The levels of evidence [A-D] supporting the recommendations are defined at the end of the "Major Recommendations" field.
Basic Rules
- Venous thrombosis is a common and dangerous disease that can, however, be treated and often prevented.
- Venous thrombosis of a bedridden patient can be asymptomatic--the first symptom may be pulmonary embolism.
- Early mobilisation, antiembolism stockings, low molecular weight heparin (LMWH), and warfarin are used for primary prevention. Aspirin (ASA) is primarily used for the prevention of arterial occlusion.
- Aspirin may also reduce the incidence of venous thrombosis ("Collaborative overview," 1994) [A] However, as evidence of benefit is lacking (Philbrick et al., 2007) [D], aspirin is no longer recommended as prophylaxis (e.g., on long haul flights) (Geerts et al., 2004)
- On long flights it is recommended that high risk patients wear antiembolism stockings (Clark et al., 2006) [A].
- LMWH may also be used if the patient has known thrombophilia or a history of thromboembolism and is not on warfarin (one dose of prophylaxis half an hour prior to flight).
- If the patient is under 40 years of age and has a venous thrombosis without any causative factors, consider the possibility of a hereditary coagulation disorder.

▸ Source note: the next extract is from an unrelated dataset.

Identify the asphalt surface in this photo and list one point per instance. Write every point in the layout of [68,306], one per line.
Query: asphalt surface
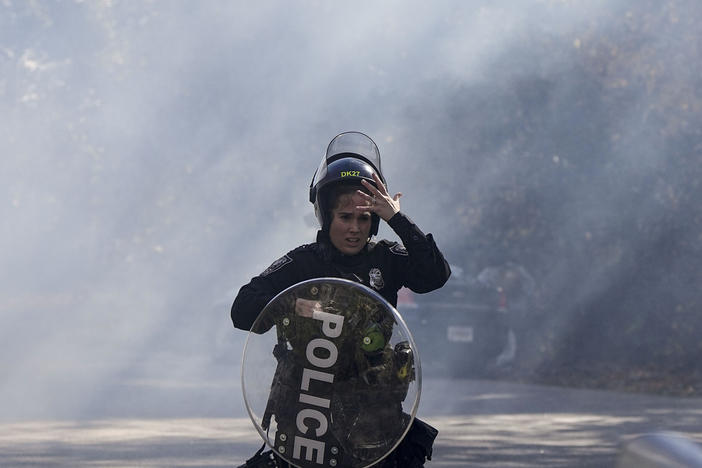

- In addition to hereditary (intrinsic) factors there are extrinsic factors and conditions that contribute to venous thrombosis:
- Previous venous thrombosis
- Oral contraceptives
- Pregnancy, labour, and puerperium 6 weeks
- Surgery and tissue trauma
- Varicose veins
- Obesity
- Polycythaemia, essential thrombocytosis, dehydration
- Heart insufficiency and immobilisation
- Paralysis, inactivity
- Malignant diseases
- Immobilization (cast, long flights)
Prevention of Venous Thrombosis in Surgery
- Low risk (risk of venous thrombosis 2% to 3% [-10%])
- Minor surgery (<30 min), no risk factors
- Age <40, no risk factors
- Moderate risk (risk of venous thrombosis 10% to 30%)
- Minor surgery, risk factors
- Nonmajor surgery, no risk factors, age 40 to 60
- Major surgery, age under 40, no risk factors
- High risk (risk of venous thrombosis 50% to 80%)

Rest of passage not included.